Still, the assessment of what is around it remained challenging (not because the image recognition software was not good, but because our homes are so different in details one from the other and, as we say, the devil is in the details). TickTock engineers decided to engage the home owner, or even better the kid at home, to explain to the robot the home and its various components. They developed augmented reality apps, watch the clip, that could be used to train the robot’s brain to recognise objects and understand them (a porcelain cat may look like a real cat but behaves quite differently…).

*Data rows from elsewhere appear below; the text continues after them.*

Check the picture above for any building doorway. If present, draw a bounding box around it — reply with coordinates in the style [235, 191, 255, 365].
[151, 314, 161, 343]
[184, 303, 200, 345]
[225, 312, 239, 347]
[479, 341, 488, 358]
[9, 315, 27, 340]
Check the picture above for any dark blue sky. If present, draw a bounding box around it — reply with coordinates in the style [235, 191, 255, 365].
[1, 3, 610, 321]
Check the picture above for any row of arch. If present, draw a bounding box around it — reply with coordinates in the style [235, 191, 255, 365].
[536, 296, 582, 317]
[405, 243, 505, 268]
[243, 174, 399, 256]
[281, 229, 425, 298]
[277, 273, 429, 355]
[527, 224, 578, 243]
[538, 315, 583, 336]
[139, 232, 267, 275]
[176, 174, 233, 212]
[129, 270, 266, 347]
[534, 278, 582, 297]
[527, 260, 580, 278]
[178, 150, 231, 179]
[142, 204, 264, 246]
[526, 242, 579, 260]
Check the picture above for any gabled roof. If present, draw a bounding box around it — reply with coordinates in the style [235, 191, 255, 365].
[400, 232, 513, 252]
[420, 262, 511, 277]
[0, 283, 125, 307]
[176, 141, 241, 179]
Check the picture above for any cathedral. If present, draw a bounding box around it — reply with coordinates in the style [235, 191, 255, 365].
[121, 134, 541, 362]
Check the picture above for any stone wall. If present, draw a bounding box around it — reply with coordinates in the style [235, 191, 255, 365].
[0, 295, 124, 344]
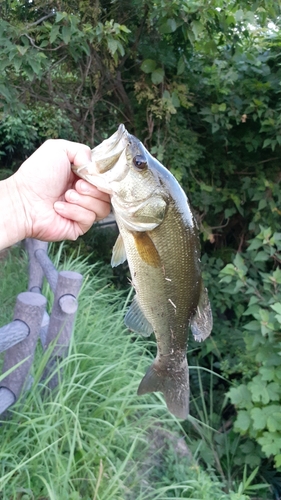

What made me think is the carelessness that we have in assessing our every day activities. Most of them goes unnoticed, it is so trivial that you really don’t give them a second thoughts. Of course it took us months, years, as we grew up, to understand the world and our connection with it. We just forgot everything about those many days spent in picking up objects, rotating them in our hands and throwing them on the floor, to the frustration of our parents. We should be giving a robot the same time span and opportunity to learn, but we don’t want to. We want a robot that by magic is as good as we are in doing those very trivial things. Come on: it is not asking much!
I remember quite a few years ago Marvin Minsky, the founder of the MIT Artificial Intelligence Lab, advocating the need to teach machine “common sense” as a first step towards machines that can interact with us. A machine does not need rocket science to engage in a conversation with us (that would actually be quite easy…), it needs a general understanding of the context and of what living is about 99% of the time. So far we have been pretty good in creating specialised Artificial Intelligence that can address 1% of life problems, the ones that baffle us.
Having machines addressing the remaining 99% using Artificial General Intelligence (AGI) remains a challenge as TickTock fail remind us.